Ce sont donc plusieurs niveaux de réalité qui se structurent depuis la lettre du titre, Sigma ou le signe. L’organisation tentaculaire voudrait maintenir un ordre factice du monde. Sans doute est-ce pourquoi la Suisse est le terrain du roman, « patrie spirituelle des espions de naissance », comme le signale la citation en exergue, empruntée à John Le Carré et à son roman Un pur espion : pur comme si ce pays devenait l’espace par essence de l’espionnage et du complot, le territoire du double jeu, émoussant toutes les arrêtes du réel pour le rendre inoffensif, rectiligne, neutre. Mais rien n’est jamais pur, l’intrigue le prouvera, les agents ne sont pas des machines mais des humains trop humains, susceptibles d’envie, de désir, de colère, autant d’ingrédients romanesques qui détraquent l’ambition anesthésiante de Sigma. D’ailleurs l’organisation secrète méconnaît la part politique des pièces de Schiller — « un drame en costume occupe agréablement les esprits sans les troubler par des questionnements fastidieux » —, et Marie Stuart révèle dangereusement les secrets les mieux cachés d’Elvire et sa sœur Pola. L’œuvre d’art, quelle que soit sa forme (et Sigma les concentre) est une puissance de révélation et de subversion.

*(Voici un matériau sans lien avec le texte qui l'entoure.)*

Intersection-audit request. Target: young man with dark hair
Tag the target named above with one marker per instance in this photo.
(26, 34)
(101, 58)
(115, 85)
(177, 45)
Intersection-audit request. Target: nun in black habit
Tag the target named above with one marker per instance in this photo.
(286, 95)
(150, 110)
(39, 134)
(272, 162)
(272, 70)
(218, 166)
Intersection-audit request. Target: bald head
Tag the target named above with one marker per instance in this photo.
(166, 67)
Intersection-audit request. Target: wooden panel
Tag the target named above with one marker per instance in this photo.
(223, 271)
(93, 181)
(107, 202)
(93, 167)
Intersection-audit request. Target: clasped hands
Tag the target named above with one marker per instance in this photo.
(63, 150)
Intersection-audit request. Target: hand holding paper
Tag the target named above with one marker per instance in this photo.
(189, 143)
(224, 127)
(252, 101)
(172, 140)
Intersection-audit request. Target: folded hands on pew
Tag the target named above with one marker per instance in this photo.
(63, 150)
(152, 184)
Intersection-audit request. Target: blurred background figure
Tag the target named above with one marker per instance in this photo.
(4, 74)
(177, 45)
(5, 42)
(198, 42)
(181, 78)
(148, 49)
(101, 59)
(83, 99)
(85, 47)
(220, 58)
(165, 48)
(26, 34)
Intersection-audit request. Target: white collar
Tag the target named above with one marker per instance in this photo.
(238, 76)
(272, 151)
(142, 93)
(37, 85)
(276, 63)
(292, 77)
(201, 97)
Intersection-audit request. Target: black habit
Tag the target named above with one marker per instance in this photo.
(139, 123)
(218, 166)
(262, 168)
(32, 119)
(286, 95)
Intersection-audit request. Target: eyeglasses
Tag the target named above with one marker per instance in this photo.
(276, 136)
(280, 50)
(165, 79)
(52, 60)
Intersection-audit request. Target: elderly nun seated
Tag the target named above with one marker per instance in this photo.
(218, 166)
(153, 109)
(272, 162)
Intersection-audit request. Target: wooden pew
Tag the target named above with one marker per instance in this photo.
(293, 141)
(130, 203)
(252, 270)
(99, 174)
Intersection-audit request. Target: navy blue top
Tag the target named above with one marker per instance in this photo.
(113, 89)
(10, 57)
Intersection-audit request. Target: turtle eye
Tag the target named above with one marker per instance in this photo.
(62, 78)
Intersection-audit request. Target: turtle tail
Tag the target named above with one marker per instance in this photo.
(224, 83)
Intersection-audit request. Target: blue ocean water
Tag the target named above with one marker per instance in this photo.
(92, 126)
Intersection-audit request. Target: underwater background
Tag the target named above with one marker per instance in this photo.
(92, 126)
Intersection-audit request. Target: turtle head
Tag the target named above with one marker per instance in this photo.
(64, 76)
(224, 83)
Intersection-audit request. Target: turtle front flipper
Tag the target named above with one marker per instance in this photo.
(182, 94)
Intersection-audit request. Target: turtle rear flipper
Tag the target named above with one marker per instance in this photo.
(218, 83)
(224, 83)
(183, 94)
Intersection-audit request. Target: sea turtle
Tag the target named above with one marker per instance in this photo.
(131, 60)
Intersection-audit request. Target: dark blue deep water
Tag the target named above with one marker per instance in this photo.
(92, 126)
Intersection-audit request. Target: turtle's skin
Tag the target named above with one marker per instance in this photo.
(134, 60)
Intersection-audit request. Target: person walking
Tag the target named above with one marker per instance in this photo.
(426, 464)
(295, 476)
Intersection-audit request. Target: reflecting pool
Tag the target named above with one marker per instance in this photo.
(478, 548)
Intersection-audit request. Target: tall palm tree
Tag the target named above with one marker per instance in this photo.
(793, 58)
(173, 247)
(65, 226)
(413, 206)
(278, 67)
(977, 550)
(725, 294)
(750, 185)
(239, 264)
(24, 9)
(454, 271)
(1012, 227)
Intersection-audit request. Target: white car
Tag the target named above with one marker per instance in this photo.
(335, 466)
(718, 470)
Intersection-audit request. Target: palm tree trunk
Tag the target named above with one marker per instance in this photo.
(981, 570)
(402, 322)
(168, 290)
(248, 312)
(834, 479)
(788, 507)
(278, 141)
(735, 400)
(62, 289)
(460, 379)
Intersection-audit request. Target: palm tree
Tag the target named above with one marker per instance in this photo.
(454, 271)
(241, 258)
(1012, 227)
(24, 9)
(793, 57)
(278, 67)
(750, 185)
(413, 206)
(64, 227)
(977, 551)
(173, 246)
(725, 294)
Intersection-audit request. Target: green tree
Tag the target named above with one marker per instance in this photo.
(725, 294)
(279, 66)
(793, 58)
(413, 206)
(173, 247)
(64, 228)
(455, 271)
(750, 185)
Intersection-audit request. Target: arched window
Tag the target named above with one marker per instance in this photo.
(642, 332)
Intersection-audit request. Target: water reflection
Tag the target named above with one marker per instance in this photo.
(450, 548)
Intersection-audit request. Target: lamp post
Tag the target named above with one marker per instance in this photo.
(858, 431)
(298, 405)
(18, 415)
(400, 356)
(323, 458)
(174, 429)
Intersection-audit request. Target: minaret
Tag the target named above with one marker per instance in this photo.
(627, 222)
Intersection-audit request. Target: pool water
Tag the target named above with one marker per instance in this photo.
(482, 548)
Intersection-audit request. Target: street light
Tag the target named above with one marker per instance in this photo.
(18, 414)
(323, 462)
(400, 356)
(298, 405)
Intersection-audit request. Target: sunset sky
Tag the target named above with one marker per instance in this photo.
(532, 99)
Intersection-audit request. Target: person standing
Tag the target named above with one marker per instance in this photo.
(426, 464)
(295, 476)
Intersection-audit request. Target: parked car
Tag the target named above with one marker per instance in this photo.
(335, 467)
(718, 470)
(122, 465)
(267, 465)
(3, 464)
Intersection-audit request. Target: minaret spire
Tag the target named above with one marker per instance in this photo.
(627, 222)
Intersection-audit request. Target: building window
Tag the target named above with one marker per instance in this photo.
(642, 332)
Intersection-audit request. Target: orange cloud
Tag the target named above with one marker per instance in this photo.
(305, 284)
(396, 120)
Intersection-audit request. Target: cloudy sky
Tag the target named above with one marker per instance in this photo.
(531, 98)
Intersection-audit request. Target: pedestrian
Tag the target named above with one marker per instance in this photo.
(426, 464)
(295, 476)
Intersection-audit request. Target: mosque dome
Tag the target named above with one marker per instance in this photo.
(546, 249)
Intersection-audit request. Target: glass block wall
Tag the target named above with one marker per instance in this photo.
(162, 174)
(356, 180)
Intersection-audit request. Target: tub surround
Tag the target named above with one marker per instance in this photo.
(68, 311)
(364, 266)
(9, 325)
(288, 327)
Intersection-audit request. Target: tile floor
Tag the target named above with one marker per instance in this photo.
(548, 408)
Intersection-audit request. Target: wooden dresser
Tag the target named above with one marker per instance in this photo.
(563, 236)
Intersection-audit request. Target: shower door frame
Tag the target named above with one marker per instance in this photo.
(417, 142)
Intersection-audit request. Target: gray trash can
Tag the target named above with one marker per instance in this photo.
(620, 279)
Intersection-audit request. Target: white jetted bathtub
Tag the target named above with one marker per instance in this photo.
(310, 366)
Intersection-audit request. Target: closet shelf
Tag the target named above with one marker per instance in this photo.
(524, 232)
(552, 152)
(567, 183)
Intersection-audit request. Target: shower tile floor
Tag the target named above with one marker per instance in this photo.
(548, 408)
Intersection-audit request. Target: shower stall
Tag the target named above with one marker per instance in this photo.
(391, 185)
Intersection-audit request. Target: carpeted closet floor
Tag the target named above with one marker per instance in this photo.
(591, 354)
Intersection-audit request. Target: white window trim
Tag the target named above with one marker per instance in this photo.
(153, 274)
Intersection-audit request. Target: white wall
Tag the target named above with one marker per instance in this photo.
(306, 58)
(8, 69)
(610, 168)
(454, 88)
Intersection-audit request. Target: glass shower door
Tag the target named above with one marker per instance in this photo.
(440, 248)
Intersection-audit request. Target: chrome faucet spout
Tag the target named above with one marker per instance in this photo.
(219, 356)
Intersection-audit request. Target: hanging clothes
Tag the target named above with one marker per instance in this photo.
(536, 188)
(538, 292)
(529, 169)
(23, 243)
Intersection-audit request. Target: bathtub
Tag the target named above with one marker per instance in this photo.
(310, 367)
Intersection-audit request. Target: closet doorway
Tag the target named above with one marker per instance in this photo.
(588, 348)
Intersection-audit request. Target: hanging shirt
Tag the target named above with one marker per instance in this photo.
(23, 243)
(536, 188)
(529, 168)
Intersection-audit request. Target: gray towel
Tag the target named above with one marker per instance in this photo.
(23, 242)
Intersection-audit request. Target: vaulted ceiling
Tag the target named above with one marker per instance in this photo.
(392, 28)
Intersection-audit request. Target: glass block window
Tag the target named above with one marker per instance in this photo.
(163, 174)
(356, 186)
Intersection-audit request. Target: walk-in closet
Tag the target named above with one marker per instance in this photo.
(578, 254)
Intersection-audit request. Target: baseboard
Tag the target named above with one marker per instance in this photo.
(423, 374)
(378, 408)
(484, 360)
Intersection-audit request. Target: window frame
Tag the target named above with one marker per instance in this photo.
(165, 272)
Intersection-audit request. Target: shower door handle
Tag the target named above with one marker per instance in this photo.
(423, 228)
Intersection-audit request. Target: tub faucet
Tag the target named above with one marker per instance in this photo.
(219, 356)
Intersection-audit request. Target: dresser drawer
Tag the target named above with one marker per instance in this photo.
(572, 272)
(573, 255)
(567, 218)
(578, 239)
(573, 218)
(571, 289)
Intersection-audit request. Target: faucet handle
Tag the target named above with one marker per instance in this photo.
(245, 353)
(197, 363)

Sigma n’est pas seulement une lettre grecque, c’est le signe absolu, à la manière du Z de Z Marcas : chez la figure balzacienne, « il existait une certaine harmonie entre la personne et le nom. Ce Z qui précédait Marcas, qui se voyait sur l’adresse de ses lettres, et qu’il n’oubliait jamais dans sa signature, cette dernière lettre de l’alphabet offrait à l’esprit je ne sais quoi de fatal. » Le Σ du roman est ainsi signature officielle, marque omniprésente et alphabet secret du monde. Comme la lettre qui apparaît sur chaque courrier commentant les compte-rendus de ses agents, Sigma s’infiltre partout, est le réseau tentaculaire qui double la structure du monde et les différentes strates qui le composent, multinationales, banques, industries culturelles (galeries d’art, cinémas, théâtres…), familles et couples.

Julia Deck (DR)

« S’est alors posé le véritable problème. Pourquoi dissimuler un espace reproduisant à l’identique un espace non dissimulé ? »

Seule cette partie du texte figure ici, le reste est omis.